Youssoupha dévoile « Amour suprême », son 7e album
Cinéma

Youssoupha dévoile « Amour suprême », son 7e album

Par XYyjQkQ2mA22 juillet 20253 min de lecture

Après quatre ans de silence discographique, Youssoupha revient sur le devant de la scène avec « Amour suprême », son septième album. Fidèle à son style introspectif et poétique, le rappeur franco-congolais y explore les nouveaux horizons musicaux et personnels dans un projet marqué par la spiritual...

C’est un retour que ses fans attendaient depuis quatre ans. Avec Amour suprême, son septième album studio, Youssoupha se réinvente tout en restant fidèle à l’essence de son rap: une plume acérée, une profondeur poétique et une sincérité désarmante. Mais cette fois, le rappeur franco-congolais va plus loin, en puisant dans une dimension intime et spirituelle, porté par une quête d’apaisement. Après avoir fait vibrer le rap francophone avec des classiques comme NGRTD ou Polaroïd Experience, Youssoupha avait pris du recul, partagé entre Paris, Dakar et Abidjan, où il puise aujourd’hui une grande partie de son inspiration. Amour suprême est le reflet de ce cheminement personnel: 13 titres enregistrés entre l’Afrique de lOuest, Montréal, Bruxelles et le mythique studio Miraval, dans le sud de la France. Un voyage sonore autant qu’un voyage intérieur.

Dès le premier morceau, le ton est donné. Youssoupha s’affirme plus apaisé, mais toujours lucide face aux contradictions du monde. Loin de l’arrogance de ses débuts, il rappe désormais pour transmettre, pour questionner et surtout pour rassembler. Sur Dieu est grande, sans doute l’un des morceaux les plus marquants de l’album, il rend hommage à sa fille Imani et bouscule les représentations traditionnelles: «Et si Dieu était une femme?» interroge-t-il, dans un texte qui mêle spiritualité et engagement féministe. Musicalement, « Amour suprême » est un album résolument éclectique. On y retrouve des sonorités gospel (Gospel Molotov), de la soul, de l’afrobeat et même quelques rythmes amapiano, genre venu d’Afrique du Sud. Sur « Les Almadies », Youssoupha fait une parenthèse douce et contemplative, inspirée de ses séjours au Sénégal. Quant à « Prose Combat », clin d’œil assumé à MC Solaar, il réaffirme sa filiation avec une certaine idée du rap conscient et littéraire. «Je voulais un album lumineux, tourné vers l’amour, au sens large», confie-t-il sur le plateau de France 24. Amour pour ses proches, pour ses racines, pour la transmission. Plus qu’un simple projet musical, Amour suprême se présente comme un manifeste intime, un album testamentaire sans être un adieu.

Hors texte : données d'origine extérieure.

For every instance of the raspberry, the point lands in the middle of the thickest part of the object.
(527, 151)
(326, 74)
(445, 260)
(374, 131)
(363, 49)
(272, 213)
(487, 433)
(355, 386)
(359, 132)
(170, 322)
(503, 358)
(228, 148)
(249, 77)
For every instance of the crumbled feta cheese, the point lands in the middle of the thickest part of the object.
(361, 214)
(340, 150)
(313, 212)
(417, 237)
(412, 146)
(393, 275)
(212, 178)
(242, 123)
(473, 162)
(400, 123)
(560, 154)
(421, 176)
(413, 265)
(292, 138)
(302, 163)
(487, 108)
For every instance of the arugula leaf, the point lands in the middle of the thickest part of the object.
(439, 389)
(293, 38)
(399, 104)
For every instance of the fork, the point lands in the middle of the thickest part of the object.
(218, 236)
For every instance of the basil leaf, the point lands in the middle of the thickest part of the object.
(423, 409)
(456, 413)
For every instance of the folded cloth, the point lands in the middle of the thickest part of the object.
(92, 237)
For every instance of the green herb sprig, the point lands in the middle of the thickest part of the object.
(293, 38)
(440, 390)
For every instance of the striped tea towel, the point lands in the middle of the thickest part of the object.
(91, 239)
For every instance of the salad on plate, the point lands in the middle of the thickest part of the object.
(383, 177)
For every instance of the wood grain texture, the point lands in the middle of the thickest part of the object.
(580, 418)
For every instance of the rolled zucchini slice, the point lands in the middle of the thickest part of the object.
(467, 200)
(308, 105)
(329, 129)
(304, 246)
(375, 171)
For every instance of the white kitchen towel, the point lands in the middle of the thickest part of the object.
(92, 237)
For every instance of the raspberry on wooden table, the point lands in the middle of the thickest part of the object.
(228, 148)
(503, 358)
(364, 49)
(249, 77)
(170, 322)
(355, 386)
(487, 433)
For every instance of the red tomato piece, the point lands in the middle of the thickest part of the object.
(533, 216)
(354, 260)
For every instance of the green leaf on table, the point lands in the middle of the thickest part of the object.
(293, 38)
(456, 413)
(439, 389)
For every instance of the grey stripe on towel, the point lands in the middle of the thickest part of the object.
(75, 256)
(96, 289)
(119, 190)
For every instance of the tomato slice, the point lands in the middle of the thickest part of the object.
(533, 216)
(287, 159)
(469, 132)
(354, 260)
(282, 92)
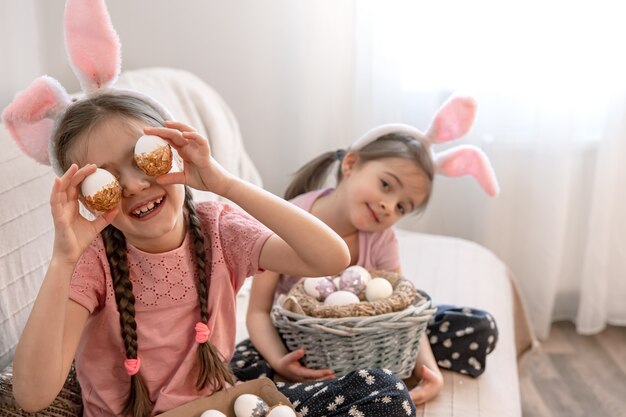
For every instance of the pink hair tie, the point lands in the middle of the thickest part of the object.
(132, 366)
(202, 332)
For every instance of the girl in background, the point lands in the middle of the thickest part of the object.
(385, 175)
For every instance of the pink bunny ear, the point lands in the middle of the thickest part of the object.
(31, 117)
(92, 44)
(468, 160)
(453, 119)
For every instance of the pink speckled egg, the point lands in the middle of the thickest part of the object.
(319, 288)
(354, 279)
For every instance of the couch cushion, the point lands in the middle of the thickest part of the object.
(67, 404)
(27, 234)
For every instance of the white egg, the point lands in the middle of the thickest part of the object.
(101, 190)
(148, 143)
(212, 413)
(377, 289)
(281, 410)
(96, 181)
(319, 288)
(354, 279)
(250, 405)
(341, 298)
(336, 282)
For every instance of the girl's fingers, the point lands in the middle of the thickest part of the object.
(171, 178)
(179, 125)
(173, 136)
(195, 137)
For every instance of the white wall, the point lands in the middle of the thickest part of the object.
(270, 60)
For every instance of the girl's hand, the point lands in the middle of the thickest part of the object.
(429, 387)
(290, 368)
(200, 170)
(72, 232)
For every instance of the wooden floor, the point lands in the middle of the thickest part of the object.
(573, 375)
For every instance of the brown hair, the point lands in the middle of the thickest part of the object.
(312, 175)
(79, 119)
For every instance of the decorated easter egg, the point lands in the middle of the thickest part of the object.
(319, 288)
(212, 413)
(153, 155)
(341, 298)
(354, 279)
(250, 405)
(101, 191)
(377, 289)
(281, 410)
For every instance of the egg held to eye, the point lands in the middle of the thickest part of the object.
(101, 191)
(250, 405)
(153, 155)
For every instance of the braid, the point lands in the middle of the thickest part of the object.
(138, 402)
(210, 360)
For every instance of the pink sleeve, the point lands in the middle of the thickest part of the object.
(385, 251)
(88, 285)
(242, 238)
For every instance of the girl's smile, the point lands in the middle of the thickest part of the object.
(146, 211)
(143, 199)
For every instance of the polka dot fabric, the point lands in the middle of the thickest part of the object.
(461, 338)
(365, 393)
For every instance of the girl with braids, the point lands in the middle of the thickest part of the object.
(144, 295)
(385, 175)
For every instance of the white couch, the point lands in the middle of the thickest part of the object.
(452, 271)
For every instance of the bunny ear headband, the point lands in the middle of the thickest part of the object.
(452, 120)
(94, 51)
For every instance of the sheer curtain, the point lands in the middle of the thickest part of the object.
(550, 89)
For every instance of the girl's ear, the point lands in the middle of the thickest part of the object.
(348, 162)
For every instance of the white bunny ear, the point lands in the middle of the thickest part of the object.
(468, 160)
(32, 115)
(453, 119)
(92, 44)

La réception critique ne s’est pas fait attendre. Pour Le Monde, Youssoupha livre «un album profond, où la sérénité et l’humanisme remplacent la colère». L’AFP salue de son côté«un projet audacieux, à contre-courant du rap formaté». Pour ses fans de la première heure, c’est une preuve que l’artiste reste, malgré les années, fidèle à sa singularité. Déjà disponible en CD, vinyle et sur toutes les plateformes de streaming, Amour suprême promet de résonner longtemps dans le paysage du rap francophone. À l’heure où beaucoup choisissent la facilité des refrains calibrés pour TikTok, Youssoupha prend le parti de la profondeur, de la poésie et du temps long. Et dans un milieu souvent dominé par l’éphémère, cela relève presque… du suprême.